Twenty Multimodal Projects Using X+V on the Opera Browser

James A. Larson

Portland State University
Oregon Health and Sciences University
Oregon Institue of Technology

Student projects

Opera with its new voice feature enables developers to create and deploy multimodal applications. If you want to experience the multimodal applications below, you will need to have the Opera version 8.0 browser. Voice Quick Start-up Guide: How to talk with your browser

Opera can support three types of user interfaces:

Dialog Type	URI	Comments
Verbal only	jim/paymentVerbal.xml	VoiceXML code embedded into HTML so Opera browser users can hear the verbal-only dialog
GUI only	jim/paymentGUI.xml	A traditional HTML application
Multimodal	jim/paymentMM.xml	VoiceXML code embedded into HTML code using X+V

During the last two weeks of the school term, students in the Oregon Health and Sciences University course CSE 564 and the Portland State University course CS 410/510 created several XHTML plus Voice (X+V) applications. Students had a working knowledge of XHTML and VoiceXML but no previous knowledge of X+V. I presented an hour overview of X+V syntax and two sample applications to students in both courses. Teams of two students were formed to design and implement a multimodal application within two weeks. The table below contains some of the student projects. If you install the Opera browser and the voice plug-in, then you can experience these multimodal applications. By clicking "source" under the "view" pulldown, you can examine the source code to see how students implemented the multimodal user interface.

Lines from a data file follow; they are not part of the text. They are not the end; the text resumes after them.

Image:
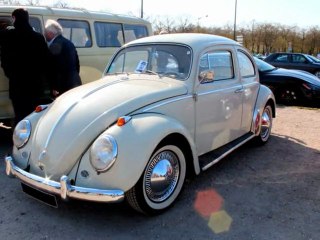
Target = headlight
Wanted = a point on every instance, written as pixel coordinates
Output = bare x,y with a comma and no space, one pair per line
22,133
103,153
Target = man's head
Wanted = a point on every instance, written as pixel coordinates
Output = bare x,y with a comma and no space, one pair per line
20,17
52,29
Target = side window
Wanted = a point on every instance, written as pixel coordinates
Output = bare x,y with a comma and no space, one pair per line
6,21
132,32
77,31
219,62
299,59
35,24
108,34
246,66
282,58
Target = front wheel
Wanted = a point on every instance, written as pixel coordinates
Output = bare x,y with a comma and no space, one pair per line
161,181
266,125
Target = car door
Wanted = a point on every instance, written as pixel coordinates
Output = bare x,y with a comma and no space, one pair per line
249,76
219,101
300,62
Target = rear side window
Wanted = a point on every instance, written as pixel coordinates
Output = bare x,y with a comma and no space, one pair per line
132,32
282,58
77,31
220,62
108,34
246,66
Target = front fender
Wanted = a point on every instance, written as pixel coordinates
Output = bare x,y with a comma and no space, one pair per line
136,142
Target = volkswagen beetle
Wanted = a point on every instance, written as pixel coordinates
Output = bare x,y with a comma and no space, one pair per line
140,131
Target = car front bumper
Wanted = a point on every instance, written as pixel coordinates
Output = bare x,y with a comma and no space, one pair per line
62,188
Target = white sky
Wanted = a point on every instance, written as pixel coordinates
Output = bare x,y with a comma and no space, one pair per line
301,13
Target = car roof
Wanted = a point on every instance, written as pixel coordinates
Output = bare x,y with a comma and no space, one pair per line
190,39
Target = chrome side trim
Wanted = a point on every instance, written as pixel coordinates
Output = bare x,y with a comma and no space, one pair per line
62,188
226,153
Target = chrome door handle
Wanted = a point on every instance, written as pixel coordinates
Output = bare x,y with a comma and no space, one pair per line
240,90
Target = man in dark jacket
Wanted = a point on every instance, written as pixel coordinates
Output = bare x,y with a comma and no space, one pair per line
24,59
66,61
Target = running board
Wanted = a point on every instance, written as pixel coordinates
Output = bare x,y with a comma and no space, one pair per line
211,158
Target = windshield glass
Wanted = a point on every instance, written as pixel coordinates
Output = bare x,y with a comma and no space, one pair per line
263,66
163,59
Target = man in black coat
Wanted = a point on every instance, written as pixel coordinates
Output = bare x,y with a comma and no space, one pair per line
66,61
24,58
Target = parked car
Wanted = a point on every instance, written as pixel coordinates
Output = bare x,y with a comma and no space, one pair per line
137,133
298,61
289,86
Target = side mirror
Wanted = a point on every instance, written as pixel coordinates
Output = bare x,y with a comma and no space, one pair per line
206,76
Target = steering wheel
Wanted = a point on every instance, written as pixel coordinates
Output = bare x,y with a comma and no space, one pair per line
171,74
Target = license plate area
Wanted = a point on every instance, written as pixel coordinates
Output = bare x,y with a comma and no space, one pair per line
39,195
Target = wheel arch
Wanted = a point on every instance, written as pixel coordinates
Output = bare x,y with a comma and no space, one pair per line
180,141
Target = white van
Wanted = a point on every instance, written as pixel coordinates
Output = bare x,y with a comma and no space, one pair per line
96,36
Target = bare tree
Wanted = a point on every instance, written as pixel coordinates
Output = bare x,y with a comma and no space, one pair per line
32,2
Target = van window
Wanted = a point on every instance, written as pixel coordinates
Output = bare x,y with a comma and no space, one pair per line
77,31
132,32
36,24
108,34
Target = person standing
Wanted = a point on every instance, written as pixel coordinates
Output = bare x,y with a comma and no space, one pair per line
66,60
24,59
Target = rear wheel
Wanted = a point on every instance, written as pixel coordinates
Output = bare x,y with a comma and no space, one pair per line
161,181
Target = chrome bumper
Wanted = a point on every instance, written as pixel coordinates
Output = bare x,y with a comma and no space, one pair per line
62,188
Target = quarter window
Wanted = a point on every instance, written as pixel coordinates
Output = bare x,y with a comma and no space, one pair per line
132,32
77,31
246,66
108,34
219,62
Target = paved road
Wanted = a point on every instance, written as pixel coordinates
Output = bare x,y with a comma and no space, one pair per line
269,192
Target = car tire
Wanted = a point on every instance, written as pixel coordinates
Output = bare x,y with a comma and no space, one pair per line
266,126
161,182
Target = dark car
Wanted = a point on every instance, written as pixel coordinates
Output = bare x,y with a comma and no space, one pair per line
298,61
289,86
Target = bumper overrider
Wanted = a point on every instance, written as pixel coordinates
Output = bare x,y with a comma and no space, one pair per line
62,188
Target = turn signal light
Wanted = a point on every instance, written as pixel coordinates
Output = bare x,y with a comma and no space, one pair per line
40,108
123,120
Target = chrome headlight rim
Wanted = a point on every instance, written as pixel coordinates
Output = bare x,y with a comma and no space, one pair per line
105,145
22,133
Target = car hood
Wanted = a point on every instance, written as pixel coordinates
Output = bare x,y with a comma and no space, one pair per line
295,74
76,118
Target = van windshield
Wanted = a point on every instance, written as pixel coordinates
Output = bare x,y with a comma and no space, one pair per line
163,59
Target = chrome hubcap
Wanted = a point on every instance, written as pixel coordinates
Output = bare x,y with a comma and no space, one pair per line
162,176
265,123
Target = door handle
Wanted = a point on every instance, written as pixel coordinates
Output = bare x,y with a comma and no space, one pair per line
240,90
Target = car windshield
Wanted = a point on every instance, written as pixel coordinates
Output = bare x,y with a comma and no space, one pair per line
263,66
313,59
162,59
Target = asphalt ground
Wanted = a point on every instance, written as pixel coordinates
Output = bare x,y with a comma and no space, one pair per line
263,193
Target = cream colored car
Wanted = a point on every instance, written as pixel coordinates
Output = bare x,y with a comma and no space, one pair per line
141,130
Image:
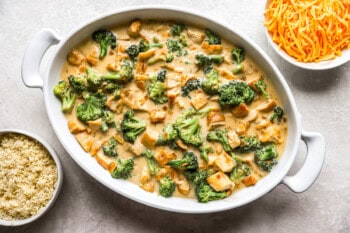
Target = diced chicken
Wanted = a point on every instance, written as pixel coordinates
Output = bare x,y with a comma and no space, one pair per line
75,57
250,180
197,36
233,139
242,127
183,186
224,162
149,138
215,119
134,28
163,157
240,111
76,126
267,106
220,181
271,134
157,116
199,99
145,175
211,48
95,125
104,160
84,140
252,115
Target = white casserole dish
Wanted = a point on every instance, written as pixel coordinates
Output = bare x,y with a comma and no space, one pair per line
46,38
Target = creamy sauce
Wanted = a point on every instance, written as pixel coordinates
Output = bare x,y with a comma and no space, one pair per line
181,68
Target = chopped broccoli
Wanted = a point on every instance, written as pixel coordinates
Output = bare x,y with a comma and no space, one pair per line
66,95
220,135
123,169
104,38
277,114
188,162
133,51
266,157
212,37
177,29
152,164
188,127
166,186
131,126
156,92
122,76
191,85
248,144
239,172
93,79
78,83
110,149
161,75
211,83
168,136
235,93
205,150
92,109
205,193
261,87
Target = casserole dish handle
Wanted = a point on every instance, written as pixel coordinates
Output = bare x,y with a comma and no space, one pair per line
309,172
33,56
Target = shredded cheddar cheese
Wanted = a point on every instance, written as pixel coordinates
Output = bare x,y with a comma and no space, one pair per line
310,30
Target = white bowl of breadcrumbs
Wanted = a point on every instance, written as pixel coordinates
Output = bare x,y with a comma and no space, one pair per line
30,177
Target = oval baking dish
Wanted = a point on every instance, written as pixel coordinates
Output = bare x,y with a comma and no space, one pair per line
46,38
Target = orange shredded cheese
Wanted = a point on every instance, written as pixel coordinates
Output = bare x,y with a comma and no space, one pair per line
310,30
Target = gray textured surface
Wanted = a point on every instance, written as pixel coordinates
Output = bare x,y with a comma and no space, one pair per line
86,206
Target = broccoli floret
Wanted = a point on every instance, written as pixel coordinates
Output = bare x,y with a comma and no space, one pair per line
104,38
152,164
133,51
156,92
211,82
266,157
92,109
122,76
78,83
166,186
205,193
261,87
205,150
212,37
123,169
66,95
109,149
191,85
161,76
239,172
248,144
220,136
177,29
277,114
131,126
188,162
235,93
93,79
169,58
168,136
188,127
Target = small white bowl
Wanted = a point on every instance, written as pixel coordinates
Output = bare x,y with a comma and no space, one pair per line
58,182
322,65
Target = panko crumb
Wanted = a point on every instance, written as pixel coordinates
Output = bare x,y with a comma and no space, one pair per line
28,177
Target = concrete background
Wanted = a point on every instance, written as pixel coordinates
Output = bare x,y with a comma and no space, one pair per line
86,206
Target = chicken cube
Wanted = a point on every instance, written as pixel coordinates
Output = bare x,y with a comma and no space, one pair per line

Project number	Project Name	Author	URI	Comments
1	Kid's holiday craft projects	Ashley Irving	ashley/home.xml	Choose the project by saying its number. Page through the instructions by saying "next." Do you think that the content should be spoken in addition to being displayed on the screen?
2	Making a peanut butter sandwich	Emerson Murphy-Hill	No longer available	Page through the instructions by saying "next," "back," or "read."
3	Buying a car	Glenn Diviney	glenn/index.xml
4	Origami	Khanh Duong	No longer available
5	Collecting health data	Sunil Lahudia	sunil/healthData.xml
6	Buy movie tickets	Oindrila Mukherjee	qindrila/movieSel_test.xml	Use the name "James Bond" on the second screen to reserve tickets.
7	National park tours	Medha Nirguide	medha/Main.xml
8	Restaurant menu	Quang Nguyen	quang/project3.xml
9	Banking	Rajeshwari Patil	No longer available	Account = "10"; Passcode = "hello". Amounts must be in increments of 100.
10	Library	Frank Adrian and Ken Anderson	No longer available
11	Quick finder	Driss Takir	driss/voice.xml
12	Order computer	Ashwini Kulkarni	ashwini/login.xml	Use "david" for the user name and "capital" for the password.
13	Personal travel pictures	Chris Holm	chris/index.vxml	Say "next" or "previous" to view the cities.
14	Animal shelter	David Graves and Dina Suehiro	dina/index.xml
15	Cyber reader	Tom Feliz	tom/index.xml	Hear how much better a recording is than TTS.
16	Picture album	Ricky Cancro	No longer available	PHP to generate XML code for a picture album.
17	Flash cards (addition)		jim/flashCardAddition.xml
18	Tune your violin	Based on a SALT program developed by Deborah Dahl, chair of the W3C Multimodal Interaction Working Group	dahl/tune.xml	Both hands are busy as a violin player requests to hear tones so the violin player can tune the violin.
19	Music world	Doan Ng	doan/mainpage.xml	This application simulates a hardware device with a push-to-speak button. You must click the "push to speak" soft button as you press the (default) ScrLk button on your computer.
20	The game of "go"	Sean Pearson	http://web.pdx.edu/~seanp/school/cs410/capturego.cgi

I have categorized the student projects into the following categories.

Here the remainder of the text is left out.